I had to stop reading Mockingjay for a full day because I wanted to
slap the shit out of Katniss for becoming useless when she finally twigged to how President Evil was using baker boy. Yeah, girl, the whole world is on fire and you fall apart because of one of your stupid totallynotboyfriends. Your laserlike focus on your personal loyalties (only cute when it's Kara Thrace, girl, and you are no Kara Thrace) when the fate of your people hangs in the balance, well, it's driving me batshit, to be honest.
(I'm up to the point where they're being chased through the tunnel system by whatever the hell is hissing "Katniss," which I haven't seen yet. I hope it's not as unintentionally hilarious as the wolf/tribute mutts from book one. No, wait, I totally do!)
I would have resumed reading sooner, had I known I would soon get the satisfaction of this:
Katniss: Author-mouthpiece anti-war speechification
Morwen: *eye roll*
Person in crowd: *shoots Katniss*
Morwen: LOL
Yes, I am a bad person.
Then it took Katniss even longer to figure out that President "Other Side of the Same" Coin wants a dead martyr rather than a living rival. Maybe if she'd spent more time on the big picture and less on her personal soap opera, it wouldn't have taken so long. Sigh.

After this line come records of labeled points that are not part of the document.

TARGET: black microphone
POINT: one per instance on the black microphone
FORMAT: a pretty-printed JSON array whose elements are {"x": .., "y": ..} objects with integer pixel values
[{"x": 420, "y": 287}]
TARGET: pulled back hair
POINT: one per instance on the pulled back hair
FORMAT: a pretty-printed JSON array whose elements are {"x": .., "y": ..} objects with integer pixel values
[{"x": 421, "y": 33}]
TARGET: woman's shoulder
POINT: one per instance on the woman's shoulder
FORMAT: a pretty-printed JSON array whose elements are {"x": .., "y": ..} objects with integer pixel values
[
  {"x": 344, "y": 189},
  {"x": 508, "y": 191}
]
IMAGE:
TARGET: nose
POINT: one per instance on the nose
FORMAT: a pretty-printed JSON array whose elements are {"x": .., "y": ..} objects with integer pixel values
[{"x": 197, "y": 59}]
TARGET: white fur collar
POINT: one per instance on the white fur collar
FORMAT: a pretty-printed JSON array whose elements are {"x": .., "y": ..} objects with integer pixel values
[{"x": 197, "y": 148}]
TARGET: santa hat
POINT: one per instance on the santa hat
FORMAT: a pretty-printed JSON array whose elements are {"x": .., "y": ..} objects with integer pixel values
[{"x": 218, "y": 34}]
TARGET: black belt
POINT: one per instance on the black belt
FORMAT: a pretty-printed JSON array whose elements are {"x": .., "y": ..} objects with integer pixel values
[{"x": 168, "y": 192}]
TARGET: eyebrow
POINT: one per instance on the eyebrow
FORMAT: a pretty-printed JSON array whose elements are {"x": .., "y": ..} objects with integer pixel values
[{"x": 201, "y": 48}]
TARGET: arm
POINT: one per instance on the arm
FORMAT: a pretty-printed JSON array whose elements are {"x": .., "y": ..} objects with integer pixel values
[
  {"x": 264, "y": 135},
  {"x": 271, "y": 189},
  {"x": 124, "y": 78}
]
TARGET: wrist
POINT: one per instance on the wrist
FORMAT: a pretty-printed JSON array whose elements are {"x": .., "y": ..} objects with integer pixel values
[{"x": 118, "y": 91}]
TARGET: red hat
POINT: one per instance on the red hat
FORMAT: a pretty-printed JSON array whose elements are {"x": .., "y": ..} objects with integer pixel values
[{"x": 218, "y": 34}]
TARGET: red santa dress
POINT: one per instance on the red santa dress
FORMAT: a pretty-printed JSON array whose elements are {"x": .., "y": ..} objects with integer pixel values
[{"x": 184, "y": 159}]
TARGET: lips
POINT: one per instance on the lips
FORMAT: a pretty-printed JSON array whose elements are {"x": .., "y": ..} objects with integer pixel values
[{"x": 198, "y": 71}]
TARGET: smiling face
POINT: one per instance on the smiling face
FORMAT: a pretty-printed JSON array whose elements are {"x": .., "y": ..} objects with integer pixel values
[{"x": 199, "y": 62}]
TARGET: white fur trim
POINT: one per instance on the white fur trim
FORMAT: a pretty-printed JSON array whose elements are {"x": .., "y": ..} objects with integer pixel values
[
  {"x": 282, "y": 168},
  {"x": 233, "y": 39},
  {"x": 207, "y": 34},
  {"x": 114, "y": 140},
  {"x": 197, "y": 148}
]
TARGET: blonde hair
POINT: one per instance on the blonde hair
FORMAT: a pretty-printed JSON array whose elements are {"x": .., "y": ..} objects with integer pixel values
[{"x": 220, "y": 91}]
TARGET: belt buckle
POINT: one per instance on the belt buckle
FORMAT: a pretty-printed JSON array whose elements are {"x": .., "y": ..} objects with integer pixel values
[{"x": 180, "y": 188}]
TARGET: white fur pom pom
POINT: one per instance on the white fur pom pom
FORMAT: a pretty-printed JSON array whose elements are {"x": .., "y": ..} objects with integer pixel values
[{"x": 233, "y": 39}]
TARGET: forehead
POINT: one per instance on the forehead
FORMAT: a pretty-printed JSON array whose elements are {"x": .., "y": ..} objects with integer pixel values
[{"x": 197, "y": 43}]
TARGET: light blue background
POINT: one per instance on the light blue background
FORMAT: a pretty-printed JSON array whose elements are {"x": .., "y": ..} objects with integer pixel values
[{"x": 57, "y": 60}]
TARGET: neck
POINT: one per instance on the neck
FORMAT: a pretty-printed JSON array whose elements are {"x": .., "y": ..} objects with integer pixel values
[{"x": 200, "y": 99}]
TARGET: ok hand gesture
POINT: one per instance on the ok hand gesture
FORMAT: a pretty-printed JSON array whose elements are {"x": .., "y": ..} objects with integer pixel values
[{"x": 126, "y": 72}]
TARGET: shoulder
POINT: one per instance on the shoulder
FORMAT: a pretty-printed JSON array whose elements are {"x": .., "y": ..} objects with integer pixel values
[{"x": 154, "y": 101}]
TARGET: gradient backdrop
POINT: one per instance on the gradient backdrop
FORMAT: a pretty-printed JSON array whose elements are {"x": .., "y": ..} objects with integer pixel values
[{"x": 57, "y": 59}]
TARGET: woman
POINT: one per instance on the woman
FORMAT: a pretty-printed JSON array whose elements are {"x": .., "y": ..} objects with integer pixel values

Hell, I am focused on her personal soap opera, both because she is and because the author is so painfully unsubtle about her standard-issue dystopias. I mean, having a character spell out "bread and circuses" for us on the one hand, and on the other having the drab, overly regimented society actually tattoo people's daily schedules on their arms? MAKE IT STOP. (Then I think, Morwen, it's not as if the Republic of Gilead were even remotely subtle, and you loved The Handmaid's Tale. But Suzanne Collins is no Margaret Atwood.)
Also, everything about the brainwashed-baker-boy plot line makes me want to put myself out of this misery.